Modern fire brigades thus had the perfect saint to adopt when they appeared in Britain in the early 19th century.
Modern police forces have several saintly protectors including Saint Ambrose of Milan (340-397) a theologian, bishop, and fighter of heresy.
The saint many emergency services look to most often as a patron, however - including the police force, paramedics and coastguard - is not a human, but rather a heavenly being: the Archangel Michael.
In the Book of Revelation Saint Michael is identified as the warrior angel who led the hosts of Heaven against the armies of Satan.
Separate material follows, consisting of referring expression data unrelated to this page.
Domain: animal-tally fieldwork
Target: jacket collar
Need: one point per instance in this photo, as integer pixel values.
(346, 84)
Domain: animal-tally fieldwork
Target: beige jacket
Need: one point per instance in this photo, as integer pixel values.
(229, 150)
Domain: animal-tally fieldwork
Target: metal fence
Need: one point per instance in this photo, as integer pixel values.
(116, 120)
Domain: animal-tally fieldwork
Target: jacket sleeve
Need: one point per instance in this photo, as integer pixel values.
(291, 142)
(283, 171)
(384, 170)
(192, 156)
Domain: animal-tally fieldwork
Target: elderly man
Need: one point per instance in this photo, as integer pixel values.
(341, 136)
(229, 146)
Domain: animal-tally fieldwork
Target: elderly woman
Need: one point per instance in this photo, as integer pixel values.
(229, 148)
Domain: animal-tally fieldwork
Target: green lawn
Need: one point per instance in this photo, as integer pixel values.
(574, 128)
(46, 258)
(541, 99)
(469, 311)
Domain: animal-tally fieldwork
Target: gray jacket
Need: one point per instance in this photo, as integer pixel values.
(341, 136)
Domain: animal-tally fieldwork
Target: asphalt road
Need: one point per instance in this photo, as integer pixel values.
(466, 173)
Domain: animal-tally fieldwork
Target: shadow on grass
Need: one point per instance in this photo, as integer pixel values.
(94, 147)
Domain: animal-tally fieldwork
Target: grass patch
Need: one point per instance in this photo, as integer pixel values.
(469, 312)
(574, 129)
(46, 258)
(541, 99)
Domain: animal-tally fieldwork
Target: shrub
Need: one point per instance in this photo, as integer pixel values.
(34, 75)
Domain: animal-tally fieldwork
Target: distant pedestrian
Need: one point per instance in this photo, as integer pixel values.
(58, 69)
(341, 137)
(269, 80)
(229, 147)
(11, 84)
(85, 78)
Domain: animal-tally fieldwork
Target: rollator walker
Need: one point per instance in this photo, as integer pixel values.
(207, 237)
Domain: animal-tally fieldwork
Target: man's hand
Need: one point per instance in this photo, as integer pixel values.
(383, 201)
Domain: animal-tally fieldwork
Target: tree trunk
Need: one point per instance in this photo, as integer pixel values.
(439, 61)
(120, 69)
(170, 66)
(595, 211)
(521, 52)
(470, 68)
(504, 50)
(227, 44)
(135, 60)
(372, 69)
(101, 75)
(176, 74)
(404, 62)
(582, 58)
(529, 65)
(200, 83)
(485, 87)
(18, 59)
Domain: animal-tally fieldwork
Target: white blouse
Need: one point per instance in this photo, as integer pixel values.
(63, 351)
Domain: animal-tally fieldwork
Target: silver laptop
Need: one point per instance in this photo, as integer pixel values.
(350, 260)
He is often depicted wearing armour and crushing the devil-serpent beneath his feet. Saint Michael’s Day on 29 September was once a major festival in Britain (Michaelmas being for autumn what Christmas is for winter). It was a time for harvest suppers beneath the equinox 'harvest moon', a feast that would involve a Michaelmas goose!
Saint Michael has many patronages (and devotion to him is common among Christians, Jews and Muslims). Due to his warrior status he is particularly associated with chivalry, and it is notable how many emergency services adopted him as a patron. Ambulance drivers and paramedics, police officers and coastguards have all looked to Michael as patron of those who work in dangerous conditions; the guardian angel of those whose job is to act as the public’s guardian angels.